Aşağıya indim. Üzerindeki kabanı çıkartmamış beni bekliyordu. Gözleri beni bulunca harekete geçip kapıya doğru yöneldi. Ayağıma hafif dolgu topuklu botları geçirdim. Bu sefer arabaya doğru sağlam adımlarla yürüyebildim.

"Marmara denizini hiç bu kadar yakından görmemiştim," dedim gözlerimi büyüterek. Sahildeki taşların üzeri karlıydı. Dalgalar henüz karlara ulaşamamıştı. Öte yandan sırayla dizilmiş tekneler hafifçe sallanıyorlardı. İçimi çocuksu bir heyecan bürümüştü. Denizin sonsuzluğu nedense gözümü korkutmuyordu aksine kalbim içimde patlayacakmışçasına heyecan ile doluyordu. Bir ara heyecanıma nasıl bir tepki verdiğini merak edip yüzüne baktım. Gülümsüyordu.

Tatil dolayısıyla çoğu yer kapalıydı. Yine de sokaklarda gezmek bile benim heyecanlanmama sebep olmuştu. Şimdi başka bir sokakta geziyorduk. Soğuktan dolayı ellerimi kabanımın ceplerine sokmuştum. Etrafta birçok insan vardı. Seyyar satıcıların sesleri kulaklarımı dolduruyordu. "Beğendin mi?"diyerek dikkatimi kendisinde toplamamı sağlamıştı. Olumlu anlamda kafamı salladım. Cidden beğenmiştim çünkü. Henüz İstanbul'un yüzde beşini bile gezmemişken böylesine mest olmuştum. Aklımı meşgul eden sorular sanki uçmuştu.

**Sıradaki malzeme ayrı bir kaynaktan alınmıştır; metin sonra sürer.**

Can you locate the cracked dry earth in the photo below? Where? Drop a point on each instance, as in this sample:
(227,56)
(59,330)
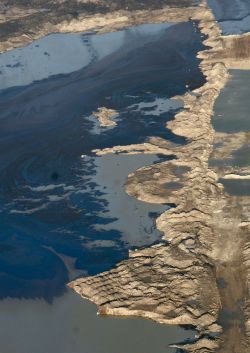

"Gel burada kahve ilçelim," diyerek beni kolumdan tutup içeriye doğru sürükledi. Ani hareketi karşısında şaşırıp kalmıştım. Kahve kokusu burnumu doldurdu. İçerisi eski Türk evlerine benzetilmişti. Bakırdan yapılan eşyalar bir yer sofrasına konmuştu. İlerledikçe daha farklı şeyler karşıma çıkıyordu. En sonunda birçok insanın oturduğu kafe gibi bir yere çıktık. Oturduğumuz yere başörtüsünü çelme olarak takmış tatlı bir bayan yanımıza geldi. "Kahveleriniz nasıl olsun?"dedi tüm güzel gülümsemesi ile. Önüne taktığı kırmızı önlük ona ayrı bir hava katmıştı.

"Şekerli,"dedim. Enes ise "Orta şekerli, " dedi. Bana dönüp baktı. "Kafan biraz olsun rahatladı mı?" Son zamanlarda bana böyle davranması hoşuma gitmiyor değildi. Yine de buna bir açıklık getirip, sağlam bir nedene tutunmak zorundaydım. O gece olanları hatırlayıp hatırlamadığını, ilk adım derken neyi kast ettiğini sormanın tam sırasıydı. "Bir şey soracağım." Kaşlarını hafifçe kaldırdıktan sonra "Sor,"dedi. Heyecan duygusu kalbimde yer edinmişken korkuda ona misafir olmuştu. Duyacaklarım canımı acıtabilirdi belki de ama kafamdaki her sorudan bir bir kurtulmak istiyordum.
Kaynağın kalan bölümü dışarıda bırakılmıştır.